Parce qu’il n’y a que Marie Moinard qui ait accepté de publier mon projet et que c’est quelqu’un que j’admire. Dans « En chemin elle rencontre… » avec Guy Raives, on avait travaillé sans avance car on trouvait que le combat féministe en valait la chandelle. Avant, j’avais fait des planches pour Greenpeace et ATD quart Monde. Je trouve que ça vaut le coup.
Pour Folia et Folio, elle a fait un livre splendide, tout en gentillesse. C’est merveilleux.

Et puis, elle répond au téléphone quand on l’appelle, et ça c’est bien. Quand je réalise un livre, j’ai souvent des moments de doute pendant lesquels, j’ai impérativement besoin que mon éditeur me dise qu’il m’aime, qu’il a confiance en moi. Marie, elle, me le dit. En ce moment je fais un livre chez Casterman, et j’attends une parole de tendresse et d’amour depuis environ sept jours… J’attends. « Guillaume, dis moi que tu aimes ce que je fais ! Oui, tu l’as déjà dit, mais dis-le moi encore ! »

Charles Masson dans l’ouvrage collectif "En chemin elle rencontre..." volume 1
(c) Des ronds dans l’O

Quels sont vos projets ?

Je suis à la moitié d’un livre pour Écriture chez Casterman, un petit livre de 200 pages, l’abécédaire d’un séducteur un peu minable qui négocie mal la crise de la cinquantaine. Ça va être vraiment bien, je m’y amuse énormément. Beaucoup de sexe, d’amour et un peu de drogue. Pas de politique cette fois. Ça sortira pour l’anniversaire des 10 ans de la collection en 2012, en même temps qu’une édition spéciale de Droit du Sol, une édition de luxe…

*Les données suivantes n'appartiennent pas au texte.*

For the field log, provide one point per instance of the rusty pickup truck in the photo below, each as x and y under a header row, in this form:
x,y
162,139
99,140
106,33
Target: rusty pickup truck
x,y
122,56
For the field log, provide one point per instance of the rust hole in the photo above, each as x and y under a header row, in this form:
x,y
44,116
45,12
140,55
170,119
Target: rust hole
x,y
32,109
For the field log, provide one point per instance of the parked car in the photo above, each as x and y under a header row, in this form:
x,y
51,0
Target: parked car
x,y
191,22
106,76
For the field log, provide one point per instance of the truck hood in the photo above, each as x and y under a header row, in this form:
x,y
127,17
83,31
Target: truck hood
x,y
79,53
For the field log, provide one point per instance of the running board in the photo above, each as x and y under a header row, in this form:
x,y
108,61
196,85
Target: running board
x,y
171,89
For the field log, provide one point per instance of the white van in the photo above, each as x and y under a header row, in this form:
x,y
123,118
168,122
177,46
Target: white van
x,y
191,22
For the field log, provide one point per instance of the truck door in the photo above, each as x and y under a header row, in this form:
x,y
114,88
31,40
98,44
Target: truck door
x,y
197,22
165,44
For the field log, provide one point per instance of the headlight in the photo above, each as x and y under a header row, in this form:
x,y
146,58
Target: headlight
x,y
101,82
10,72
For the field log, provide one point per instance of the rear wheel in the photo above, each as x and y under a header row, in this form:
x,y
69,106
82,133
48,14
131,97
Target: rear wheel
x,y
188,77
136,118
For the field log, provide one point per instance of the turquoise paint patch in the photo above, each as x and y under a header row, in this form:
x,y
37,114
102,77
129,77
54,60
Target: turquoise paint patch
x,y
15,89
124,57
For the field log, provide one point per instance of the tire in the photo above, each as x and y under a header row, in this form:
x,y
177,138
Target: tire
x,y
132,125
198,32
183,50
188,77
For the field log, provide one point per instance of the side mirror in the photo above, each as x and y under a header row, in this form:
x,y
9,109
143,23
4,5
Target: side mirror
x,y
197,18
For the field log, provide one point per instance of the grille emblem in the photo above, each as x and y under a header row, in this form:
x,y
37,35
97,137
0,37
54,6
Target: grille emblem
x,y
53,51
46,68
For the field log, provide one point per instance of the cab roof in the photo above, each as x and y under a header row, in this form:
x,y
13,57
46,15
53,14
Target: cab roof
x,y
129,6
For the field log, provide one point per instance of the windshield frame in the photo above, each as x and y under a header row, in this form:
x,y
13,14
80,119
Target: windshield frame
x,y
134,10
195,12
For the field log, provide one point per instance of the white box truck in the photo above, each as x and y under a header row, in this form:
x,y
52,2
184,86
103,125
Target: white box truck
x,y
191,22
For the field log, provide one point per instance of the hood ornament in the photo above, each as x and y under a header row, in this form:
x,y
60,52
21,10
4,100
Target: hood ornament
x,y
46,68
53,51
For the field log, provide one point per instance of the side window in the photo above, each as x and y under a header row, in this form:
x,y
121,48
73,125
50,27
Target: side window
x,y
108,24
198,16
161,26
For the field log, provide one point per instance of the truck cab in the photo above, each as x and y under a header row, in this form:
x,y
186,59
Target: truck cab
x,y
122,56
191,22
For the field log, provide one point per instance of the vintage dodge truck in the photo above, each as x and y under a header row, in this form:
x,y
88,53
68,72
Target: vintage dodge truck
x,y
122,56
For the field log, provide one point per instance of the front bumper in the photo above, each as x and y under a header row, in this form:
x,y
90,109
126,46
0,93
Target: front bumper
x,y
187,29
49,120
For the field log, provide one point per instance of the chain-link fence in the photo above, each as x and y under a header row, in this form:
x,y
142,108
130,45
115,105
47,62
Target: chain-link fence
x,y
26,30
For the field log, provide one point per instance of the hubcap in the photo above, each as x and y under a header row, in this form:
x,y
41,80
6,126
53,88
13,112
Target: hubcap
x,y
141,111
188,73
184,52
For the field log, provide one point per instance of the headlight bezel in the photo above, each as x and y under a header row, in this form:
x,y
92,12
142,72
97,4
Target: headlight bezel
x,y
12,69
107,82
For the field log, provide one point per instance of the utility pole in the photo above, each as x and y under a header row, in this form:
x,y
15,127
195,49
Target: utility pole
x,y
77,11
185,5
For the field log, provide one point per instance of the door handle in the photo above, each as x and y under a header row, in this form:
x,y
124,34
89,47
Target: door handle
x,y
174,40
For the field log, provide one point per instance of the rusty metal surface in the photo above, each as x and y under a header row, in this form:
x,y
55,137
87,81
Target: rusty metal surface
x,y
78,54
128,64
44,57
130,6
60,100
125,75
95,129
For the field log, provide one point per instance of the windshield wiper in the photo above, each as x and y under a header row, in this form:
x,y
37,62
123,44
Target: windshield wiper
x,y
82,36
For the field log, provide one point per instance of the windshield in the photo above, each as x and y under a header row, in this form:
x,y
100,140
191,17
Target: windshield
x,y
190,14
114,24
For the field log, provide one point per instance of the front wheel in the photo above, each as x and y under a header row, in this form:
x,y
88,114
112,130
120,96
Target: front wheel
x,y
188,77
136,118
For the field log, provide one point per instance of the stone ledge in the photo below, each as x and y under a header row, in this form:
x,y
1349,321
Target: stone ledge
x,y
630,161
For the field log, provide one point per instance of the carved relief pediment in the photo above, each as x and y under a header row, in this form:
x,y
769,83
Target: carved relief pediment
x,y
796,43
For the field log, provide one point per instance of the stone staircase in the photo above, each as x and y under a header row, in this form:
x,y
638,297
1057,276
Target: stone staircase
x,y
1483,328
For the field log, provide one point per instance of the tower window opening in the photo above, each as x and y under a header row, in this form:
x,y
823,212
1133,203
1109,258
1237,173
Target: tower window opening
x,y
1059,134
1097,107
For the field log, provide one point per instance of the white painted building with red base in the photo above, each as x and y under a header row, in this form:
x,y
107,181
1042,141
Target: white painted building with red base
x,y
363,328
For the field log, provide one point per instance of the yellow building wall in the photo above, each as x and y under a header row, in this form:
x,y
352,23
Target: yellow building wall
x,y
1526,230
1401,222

Ensuite je ferai le tome 2 des aventures de Lilou, il devrait se passer au Cambodge avec un tigre câlin, un python albinos et un gamin gardien de buffle d’eau qui va chercher son grand-père dans les temples khmers. Ce sera joli, d’autant qu’il faut que je retourne au Cambodge pour me perdre dans le bouddhisme khmer.

Sinon, après 10 ans à la Réunion, je reviens vivre à Lyon, y ouvrir un cabinet. Tout ça, c’est du sérieux.

Accessoirement, il faut que je me renseigne pour traiter mon daltonisme par thérapie génique. Il semble que des scientifiques aient essayé sur des chimpanzés daltoniens (??) et ça marcherait… Je vous donnerai des nouvelles.

Ha ! Et puis surtout, je vais m’occuper d’un petit Adrien qui est né le 4 septembre de cette année. Je crois qu’il va avoir besoin de son papa pour les 20 prochaines années. Vaste programme.